As Hugh became a young adult, he would begin looking for work, and in 1908 or 1909 he would be hired onto the Atlantic Refining Company as a messenger clerk. This job would see him attending to the mail, passing out packages and ensuring letters made it where they needed to go within the office. Hugh excelled in this and would quickly become known as a hard and reliable worker among his coworkers and superiors.

Over the course of a few months, Hugh would save up a decent amount of money, using a small amount to purchase himself a new automatic revolver and a small barge that was being offered for sale with only a few minor repairs needed to make it seaworthy. He wouldn't say exactly what his plans for the boat were, but he must have had something in mind as he spent time working on fixing it up and sailing up and down the Ohio River.
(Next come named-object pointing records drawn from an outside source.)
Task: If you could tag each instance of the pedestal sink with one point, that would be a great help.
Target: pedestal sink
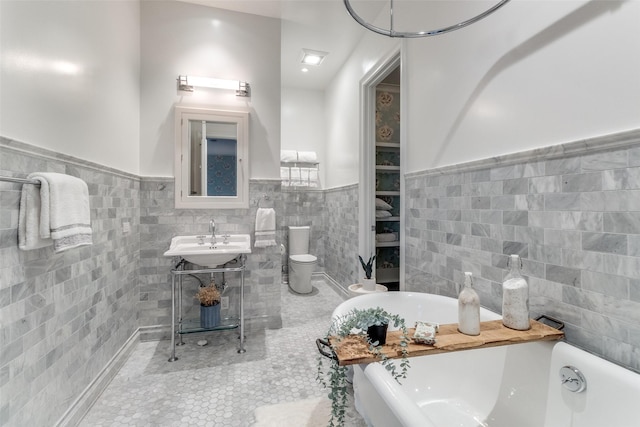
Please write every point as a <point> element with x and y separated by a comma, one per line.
<point>199,249</point>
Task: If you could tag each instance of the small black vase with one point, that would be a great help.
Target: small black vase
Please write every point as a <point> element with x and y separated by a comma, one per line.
<point>378,333</point>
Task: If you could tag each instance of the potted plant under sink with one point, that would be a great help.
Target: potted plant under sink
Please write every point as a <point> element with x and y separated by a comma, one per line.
<point>363,322</point>
<point>209,297</point>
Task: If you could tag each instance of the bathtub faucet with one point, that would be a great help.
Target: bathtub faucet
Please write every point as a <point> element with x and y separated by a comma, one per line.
<point>212,229</point>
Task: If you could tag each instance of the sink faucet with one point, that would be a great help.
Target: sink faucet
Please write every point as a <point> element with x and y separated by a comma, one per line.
<point>212,229</point>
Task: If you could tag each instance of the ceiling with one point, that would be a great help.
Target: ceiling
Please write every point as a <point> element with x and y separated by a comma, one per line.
<point>322,25</point>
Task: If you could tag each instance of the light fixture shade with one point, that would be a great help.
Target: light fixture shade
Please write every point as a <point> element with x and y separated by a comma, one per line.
<point>187,83</point>
<point>312,57</point>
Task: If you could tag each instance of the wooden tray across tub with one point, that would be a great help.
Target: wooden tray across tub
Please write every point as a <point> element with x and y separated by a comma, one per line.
<point>353,349</point>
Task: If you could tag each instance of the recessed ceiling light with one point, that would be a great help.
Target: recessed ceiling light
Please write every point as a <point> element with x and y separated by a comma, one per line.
<point>312,57</point>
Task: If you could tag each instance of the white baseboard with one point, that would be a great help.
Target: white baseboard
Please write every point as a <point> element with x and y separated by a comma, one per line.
<point>90,394</point>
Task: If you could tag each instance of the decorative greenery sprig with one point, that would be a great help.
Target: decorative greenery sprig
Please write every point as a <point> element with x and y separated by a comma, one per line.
<point>357,321</point>
<point>368,266</point>
<point>208,295</point>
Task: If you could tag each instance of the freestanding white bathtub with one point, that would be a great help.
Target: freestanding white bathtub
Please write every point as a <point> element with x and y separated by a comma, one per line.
<point>511,386</point>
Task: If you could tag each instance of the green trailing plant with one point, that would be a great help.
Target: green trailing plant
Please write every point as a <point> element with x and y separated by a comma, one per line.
<point>334,376</point>
<point>368,266</point>
<point>208,295</point>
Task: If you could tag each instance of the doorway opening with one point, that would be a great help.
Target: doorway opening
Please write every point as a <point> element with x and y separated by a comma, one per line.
<point>381,176</point>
Photo of Hugh as a b_edited.jpg

A Young Hugh Alexander,

The Pittsburgh Press,

April 3, 1909

On April 1, 1909, Hugh would leave work at his usual time and head to the bank to withdraw $50. What he did after that is not known for sure, even to this day, but at some point, he would go to the dock where his boat was located and set off down the Ohio River. Later that evening, he was spotted by a local, A.G. Bone, standing on the front of the boat and firing rounds into the water. Mr. Bone noted that the boat looked a little unsteady, but otherwise there wasn't anything wrong.

Late in the evening, two men who were sailing down the river near Merrill, Pennsylvania spotted what appeared to be an empty boat floating with the current. Sailing over the investigate, they climbed aboard and found the body of a young man, laying on his back, with a gun in his hand and a bullet wound in his right temple. He appeared to have only just passed away and the men hurried back to shore to alert authorities.
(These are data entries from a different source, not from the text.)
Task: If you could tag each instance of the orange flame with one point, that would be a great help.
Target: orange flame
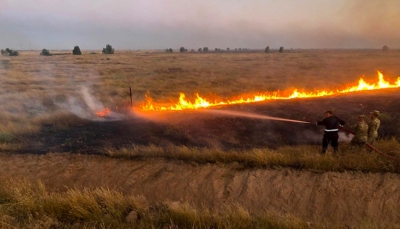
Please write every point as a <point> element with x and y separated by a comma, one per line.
<point>104,112</point>
<point>200,102</point>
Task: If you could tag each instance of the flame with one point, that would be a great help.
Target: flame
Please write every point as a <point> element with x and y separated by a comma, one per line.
<point>103,113</point>
<point>200,102</point>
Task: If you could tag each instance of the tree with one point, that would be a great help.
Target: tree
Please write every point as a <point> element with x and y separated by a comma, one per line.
<point>108,49</point>
<point>385,48</point>
<point>45,52</point>
<point>76,51</point>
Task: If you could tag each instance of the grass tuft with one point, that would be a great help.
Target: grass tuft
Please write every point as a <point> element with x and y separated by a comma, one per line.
<point>298,157</point>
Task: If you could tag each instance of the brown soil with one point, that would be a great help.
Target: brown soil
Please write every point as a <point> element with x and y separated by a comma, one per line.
<point>343,198</point>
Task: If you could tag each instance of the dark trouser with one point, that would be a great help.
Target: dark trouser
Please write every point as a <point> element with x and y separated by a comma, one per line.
<point>331,137</point>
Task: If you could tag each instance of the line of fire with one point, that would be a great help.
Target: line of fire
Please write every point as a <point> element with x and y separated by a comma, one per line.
<point>199,103</point>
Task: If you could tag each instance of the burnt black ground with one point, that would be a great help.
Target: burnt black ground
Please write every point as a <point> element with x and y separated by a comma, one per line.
<point>194,128</point>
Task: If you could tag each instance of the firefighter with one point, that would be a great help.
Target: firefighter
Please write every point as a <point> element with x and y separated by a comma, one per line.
<point>373,126</point>
<point>361,131</point>
<point>331,135</point>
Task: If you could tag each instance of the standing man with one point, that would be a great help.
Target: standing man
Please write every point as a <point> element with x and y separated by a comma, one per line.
<point>361,131</point>
<point>373,126</point>
<point>331,124</point>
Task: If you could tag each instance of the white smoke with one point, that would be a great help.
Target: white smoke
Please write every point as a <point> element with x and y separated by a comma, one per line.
<point>87,106</point>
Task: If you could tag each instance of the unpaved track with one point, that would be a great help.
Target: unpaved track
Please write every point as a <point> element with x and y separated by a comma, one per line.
<point>348,197</point>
The body would be removed from the boat and taken to the coroner's office to be identified. Police would find his shirt pocket had the initials "H.M.A." embroidered on it and there was a letter with The Atlantic Refining Company's letterhead on it addressed to Hugh M. Alexander. Using this information, they were able to visit his employer and get his home address, tracking down his mother to verify what they already suspected.
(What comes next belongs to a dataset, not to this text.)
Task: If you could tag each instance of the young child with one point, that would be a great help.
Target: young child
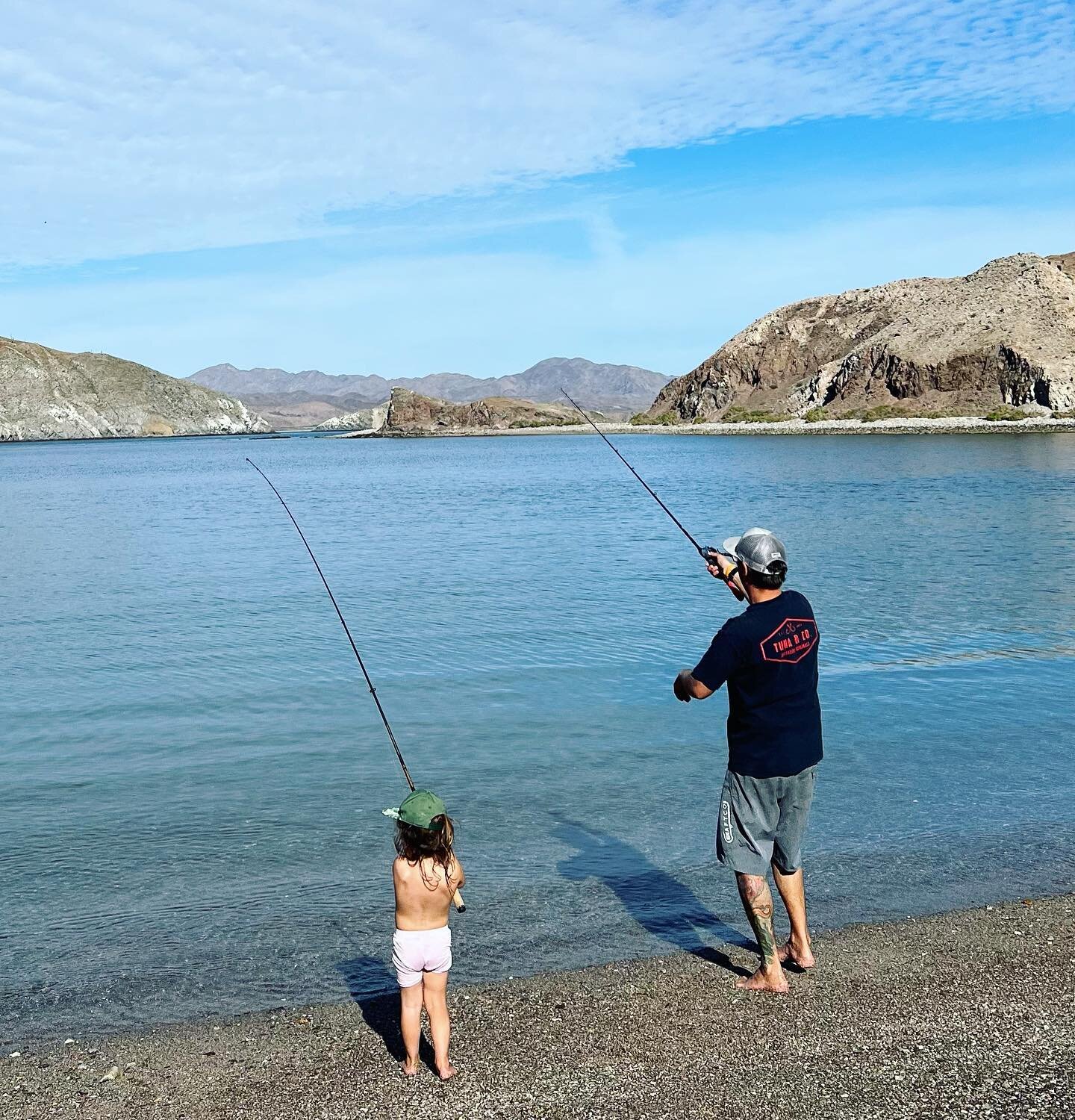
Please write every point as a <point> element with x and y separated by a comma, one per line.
<point>426,874</point>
Hugh Alexander Death Cert.png

Hulda Alexander (now Mrs. James Quinn) was able to confirm, first over the phone and then in person, that the body was that of her son. The police and the coroner both agreed that the most likely cause of death was suicide, but Hulda vehemently disagreed, pointing out that her son was seemingly very happy and had even made plans for that summer. Her theory was that he had fallen down while handling the revolver and accidentally shot himself. She said he was not yet familiar with the way the gun worked and would have been more likely to accidentally fire it then to turn it on himself.

Hulda would also state that her son had been paid just before he had died and had taken out $50 that would have been on him. When his body was found, there was only 35 cents in his pocket. This adds the possibility of robbery to the mix as the money was never accounted for.


Mrs. Quinn would have her son's body taken back to be buried next to his father in Farmer Cemetery, near the small town of Farmer, Ohio. Whatever truly happened to him has been lost to time, but one thing that is certain is that his life was ended far too soon.

Reporting from The Pittsburgh Press on April 2, 1909 about the apparent suicide of Hugh Alexander.
A clipping from The Pittsburgh Press on April 3, 1909 discussing the mother of Hugh Alexander saying her son did not kill himself.
A news story from The Tribune in Hicksville, Ohio on April 8, 1909 discussing the possible murder of Hugh Alexander.

Newspapers ran several different stories, with speculation about what happened ranging from suicide to murder to Hugh's mother's explanation that it was an accident. It is definitely interesting to read the different thoughts from the time and speculate as to what actually happened on that day.

The "SUICIDE" headline is from the Pittsburgh Press on April 2, 1909.

"APPARENT MURDER" is the headline in The Tribune, out of Hicksville, Ohio on April 8, 1909.

"She Still Maintains" was another headline from The Pittsburgh Press, this one on April 3, 1909.